Fece un gesto verso la porta. Io mi alzai.

– Mi permettete di non lasciare la citta? – chiesi.

I due uomini non si presero il disturbo di ribattere.

Rimasi dov'ero, e li guardai. Il graffio dello scalpello, fra le scapole, mi doleva, e la pelle tutt'intorno, s'era fatta dura. La guancia e la bocca, bruciavano, dove Maglashan mi aveva colpito, col suo guanto, consunto per un nobile uso. Ero nel fondo del mare. E l'acqua era torbida e buia, e in bocca avevo il sapore del sale.

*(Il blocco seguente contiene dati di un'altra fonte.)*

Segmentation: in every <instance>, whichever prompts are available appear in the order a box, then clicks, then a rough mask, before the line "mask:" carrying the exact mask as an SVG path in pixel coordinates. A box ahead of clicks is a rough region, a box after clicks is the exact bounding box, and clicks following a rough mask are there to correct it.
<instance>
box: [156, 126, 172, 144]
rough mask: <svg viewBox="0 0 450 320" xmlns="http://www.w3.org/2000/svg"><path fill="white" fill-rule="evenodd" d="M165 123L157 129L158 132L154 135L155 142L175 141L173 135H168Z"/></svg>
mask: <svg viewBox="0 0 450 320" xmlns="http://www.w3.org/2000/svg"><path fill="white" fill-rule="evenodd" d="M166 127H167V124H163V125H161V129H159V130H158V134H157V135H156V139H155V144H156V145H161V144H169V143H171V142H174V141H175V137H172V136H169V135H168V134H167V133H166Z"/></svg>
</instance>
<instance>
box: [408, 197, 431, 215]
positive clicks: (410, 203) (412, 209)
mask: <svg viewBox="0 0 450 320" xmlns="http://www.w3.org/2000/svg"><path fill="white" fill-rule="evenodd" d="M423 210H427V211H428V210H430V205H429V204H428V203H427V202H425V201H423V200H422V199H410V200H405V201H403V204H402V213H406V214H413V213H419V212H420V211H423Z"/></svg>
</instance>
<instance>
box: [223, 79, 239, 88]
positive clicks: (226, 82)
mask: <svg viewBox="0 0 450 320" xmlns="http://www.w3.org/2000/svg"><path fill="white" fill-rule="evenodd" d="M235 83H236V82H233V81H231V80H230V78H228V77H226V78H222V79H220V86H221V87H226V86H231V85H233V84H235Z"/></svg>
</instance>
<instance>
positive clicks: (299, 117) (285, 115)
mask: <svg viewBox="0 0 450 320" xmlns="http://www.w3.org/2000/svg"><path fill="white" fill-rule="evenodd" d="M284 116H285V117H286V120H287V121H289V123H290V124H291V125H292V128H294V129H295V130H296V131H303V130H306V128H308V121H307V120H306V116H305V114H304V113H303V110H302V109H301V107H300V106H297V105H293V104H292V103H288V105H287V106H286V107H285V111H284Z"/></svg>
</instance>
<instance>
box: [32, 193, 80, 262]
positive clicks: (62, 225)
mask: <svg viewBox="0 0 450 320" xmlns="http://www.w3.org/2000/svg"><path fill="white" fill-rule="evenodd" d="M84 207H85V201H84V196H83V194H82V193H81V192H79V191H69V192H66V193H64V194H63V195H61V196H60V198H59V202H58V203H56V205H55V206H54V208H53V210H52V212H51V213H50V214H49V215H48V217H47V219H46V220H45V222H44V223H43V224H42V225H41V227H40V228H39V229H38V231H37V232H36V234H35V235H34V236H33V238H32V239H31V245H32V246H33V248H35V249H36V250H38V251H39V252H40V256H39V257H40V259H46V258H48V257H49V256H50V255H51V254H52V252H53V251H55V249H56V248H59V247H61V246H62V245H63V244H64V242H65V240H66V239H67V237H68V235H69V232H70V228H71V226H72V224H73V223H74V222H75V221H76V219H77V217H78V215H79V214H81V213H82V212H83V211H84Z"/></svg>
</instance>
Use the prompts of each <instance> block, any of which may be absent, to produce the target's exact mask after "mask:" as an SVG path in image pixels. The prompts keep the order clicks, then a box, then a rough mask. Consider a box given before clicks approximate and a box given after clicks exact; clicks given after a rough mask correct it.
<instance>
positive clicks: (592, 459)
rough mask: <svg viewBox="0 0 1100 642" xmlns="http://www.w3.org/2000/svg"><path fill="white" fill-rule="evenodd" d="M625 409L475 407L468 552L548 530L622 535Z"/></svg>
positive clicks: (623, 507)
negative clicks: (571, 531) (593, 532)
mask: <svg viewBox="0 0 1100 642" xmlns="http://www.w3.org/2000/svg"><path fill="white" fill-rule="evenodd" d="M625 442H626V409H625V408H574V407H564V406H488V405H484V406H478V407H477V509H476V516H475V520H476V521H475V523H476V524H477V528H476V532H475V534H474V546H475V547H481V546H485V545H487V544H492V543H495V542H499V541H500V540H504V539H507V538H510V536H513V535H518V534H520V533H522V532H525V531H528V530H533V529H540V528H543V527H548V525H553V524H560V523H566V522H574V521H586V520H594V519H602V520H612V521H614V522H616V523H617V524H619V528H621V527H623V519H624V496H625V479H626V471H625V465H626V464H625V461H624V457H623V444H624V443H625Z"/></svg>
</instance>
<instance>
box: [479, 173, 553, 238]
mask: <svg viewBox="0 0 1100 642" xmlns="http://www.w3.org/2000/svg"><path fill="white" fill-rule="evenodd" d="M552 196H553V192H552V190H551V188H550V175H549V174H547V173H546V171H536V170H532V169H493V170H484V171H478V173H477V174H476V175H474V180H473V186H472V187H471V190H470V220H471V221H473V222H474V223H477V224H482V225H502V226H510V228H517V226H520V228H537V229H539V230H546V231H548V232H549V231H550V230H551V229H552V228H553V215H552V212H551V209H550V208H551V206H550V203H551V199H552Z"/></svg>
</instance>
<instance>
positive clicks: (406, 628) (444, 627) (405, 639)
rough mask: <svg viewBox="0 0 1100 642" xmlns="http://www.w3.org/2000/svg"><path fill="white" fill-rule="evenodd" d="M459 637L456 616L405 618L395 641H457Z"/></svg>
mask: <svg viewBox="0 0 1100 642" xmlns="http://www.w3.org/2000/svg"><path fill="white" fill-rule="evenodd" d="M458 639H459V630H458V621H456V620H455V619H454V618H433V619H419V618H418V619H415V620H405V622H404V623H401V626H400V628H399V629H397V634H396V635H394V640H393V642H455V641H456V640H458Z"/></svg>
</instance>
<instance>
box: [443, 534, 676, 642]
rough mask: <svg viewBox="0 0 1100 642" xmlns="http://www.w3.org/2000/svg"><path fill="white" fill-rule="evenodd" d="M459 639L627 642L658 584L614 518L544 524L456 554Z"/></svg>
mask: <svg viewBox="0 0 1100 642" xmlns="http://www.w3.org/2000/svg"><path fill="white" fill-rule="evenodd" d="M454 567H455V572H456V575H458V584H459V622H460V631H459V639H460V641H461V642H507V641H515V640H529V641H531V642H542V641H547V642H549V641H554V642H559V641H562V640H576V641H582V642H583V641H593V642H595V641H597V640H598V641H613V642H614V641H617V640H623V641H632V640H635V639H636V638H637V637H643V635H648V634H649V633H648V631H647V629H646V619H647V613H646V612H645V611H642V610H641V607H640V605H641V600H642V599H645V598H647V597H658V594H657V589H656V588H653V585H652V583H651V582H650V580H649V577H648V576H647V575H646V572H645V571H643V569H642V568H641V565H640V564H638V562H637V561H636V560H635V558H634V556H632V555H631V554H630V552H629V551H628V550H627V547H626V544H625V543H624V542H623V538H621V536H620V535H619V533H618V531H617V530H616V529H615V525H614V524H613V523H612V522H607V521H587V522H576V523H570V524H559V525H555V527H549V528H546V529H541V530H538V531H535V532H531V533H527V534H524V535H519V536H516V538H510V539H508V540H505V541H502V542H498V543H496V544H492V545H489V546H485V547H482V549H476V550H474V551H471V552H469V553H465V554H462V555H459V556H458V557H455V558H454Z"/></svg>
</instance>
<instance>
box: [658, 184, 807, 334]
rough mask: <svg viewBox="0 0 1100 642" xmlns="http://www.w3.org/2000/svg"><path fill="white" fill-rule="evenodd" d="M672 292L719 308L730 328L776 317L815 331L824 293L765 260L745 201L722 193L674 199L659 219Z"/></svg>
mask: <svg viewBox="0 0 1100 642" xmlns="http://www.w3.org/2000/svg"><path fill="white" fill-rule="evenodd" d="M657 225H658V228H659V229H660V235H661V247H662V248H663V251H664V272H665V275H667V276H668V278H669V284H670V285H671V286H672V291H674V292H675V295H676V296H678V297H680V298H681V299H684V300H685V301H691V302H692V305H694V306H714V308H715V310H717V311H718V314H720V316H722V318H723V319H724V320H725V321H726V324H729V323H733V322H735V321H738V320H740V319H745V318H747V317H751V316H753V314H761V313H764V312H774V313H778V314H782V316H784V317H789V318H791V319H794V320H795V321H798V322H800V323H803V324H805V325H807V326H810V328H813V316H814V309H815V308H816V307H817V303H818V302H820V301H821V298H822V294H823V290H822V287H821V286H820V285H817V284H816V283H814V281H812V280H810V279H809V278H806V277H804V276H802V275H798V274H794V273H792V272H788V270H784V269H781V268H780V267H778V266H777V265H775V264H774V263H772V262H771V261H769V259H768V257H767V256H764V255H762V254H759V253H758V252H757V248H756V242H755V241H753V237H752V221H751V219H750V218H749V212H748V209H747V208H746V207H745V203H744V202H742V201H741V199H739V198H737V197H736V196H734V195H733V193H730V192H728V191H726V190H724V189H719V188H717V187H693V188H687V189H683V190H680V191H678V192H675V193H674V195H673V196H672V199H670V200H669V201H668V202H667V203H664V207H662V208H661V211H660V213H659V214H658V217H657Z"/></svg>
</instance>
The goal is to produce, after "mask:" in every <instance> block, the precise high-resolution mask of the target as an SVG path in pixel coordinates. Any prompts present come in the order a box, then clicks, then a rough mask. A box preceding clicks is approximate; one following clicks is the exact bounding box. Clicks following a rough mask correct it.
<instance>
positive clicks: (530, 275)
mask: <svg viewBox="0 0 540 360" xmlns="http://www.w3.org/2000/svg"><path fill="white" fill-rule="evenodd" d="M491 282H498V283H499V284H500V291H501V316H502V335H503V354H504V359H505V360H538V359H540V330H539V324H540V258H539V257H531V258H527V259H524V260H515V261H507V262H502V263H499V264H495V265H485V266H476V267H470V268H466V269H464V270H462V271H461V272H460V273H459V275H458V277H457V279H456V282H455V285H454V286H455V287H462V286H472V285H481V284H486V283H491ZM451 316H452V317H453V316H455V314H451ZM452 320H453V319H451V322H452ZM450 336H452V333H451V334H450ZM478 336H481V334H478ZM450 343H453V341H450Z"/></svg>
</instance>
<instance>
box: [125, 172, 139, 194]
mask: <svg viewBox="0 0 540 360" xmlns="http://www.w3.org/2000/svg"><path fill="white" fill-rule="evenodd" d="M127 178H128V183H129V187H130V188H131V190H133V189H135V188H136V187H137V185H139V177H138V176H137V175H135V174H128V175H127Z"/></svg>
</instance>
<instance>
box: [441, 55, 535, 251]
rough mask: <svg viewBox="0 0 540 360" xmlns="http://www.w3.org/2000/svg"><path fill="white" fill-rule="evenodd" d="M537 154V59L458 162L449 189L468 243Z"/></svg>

I due rimasero seduti, e ricambiarono il mio sguardo. La dama arancione continuava a pestare sulla macchina. I discorsi dei poliziotti non erano piu un divertimento, per lei, come le gambe delle donne per il direttore d'un corpo di ballo. Beifus e French avevano i visi tranquilli e segnati degli uomini sani in condizioni disagiate. Avevano gli occhi di tutti i poliziotti: grigi annebbiati e opachi come l'acqua che sta ghiacciando. La bocca ferma, decisa, le piccole righe dure, agli angoli degli occhi, lo sguardo vuoto pietrigno, senza significato, non del tutto crudele ma ben lungi dall'essere umano. Gli abiti insignificanti comprati fatti, portati senza stile, con una specie di disprezzo; l'espressione di chi e povero, ma orgoglioso del proprio potere, e cerca sempre l'occasione di farlo sentire, e ve lo pianta dentro, come un coltello, e lo rigira, e sorride quando vi contorcete. Senza scrupoli ma senza malizia, crudeli eppure non sempre privi di gentilezza.

La civilta non aveva senso per loro. Tutto quel che ne vedevano erano i fallimenti, la sporcizia, le scorie, le aberrazioni e il disgusto.

– Che cosa aspettate? – mi chiese Beifus sgarbatamente. – Volete che vi diamo un bel bacione umido e tenero? Non avete la frecciata pronta, eh? Che peccato! – La sua voce si affievoli, divenne un borbottio sordo.

Poi il tenente si acciglio e prese una matita dalla scrivania, con un gesto agile la spezzo in due, e mi mostro i mozziconi, sul palmo della mano.

– Vi diamo fiato ma dovrete scattare, cosi – disse sottovoce. Il sorriso era sparito. – Su, andatevene, e mettete a posto le cose. Perche diavolo credete che vi lasciamo libero? Maglashan vi ha fatto avere una dilazione.

Approfittatene.

Alzai una mano, e mi soffregai le labbra. Mi pareva di avere troppi denti in bocca.

Beifus abbasso gli occhi sul tavolo, prese un foglio e comincio a leggerlo. French fece un giro completo, con la sedia, appoggio i piedi sulla scrivania e guardo fuori dalla finestra aperta, verso il parcheggio. La dama arancione smise di battere a macchina.

Improvvisamente la stanza si riempi di silenzio, greve come un dolce caduto.

Mi diressi alla porta, tagliando il silenzio col mio corpo come se stessi facendomi strada in una massa d'acqua.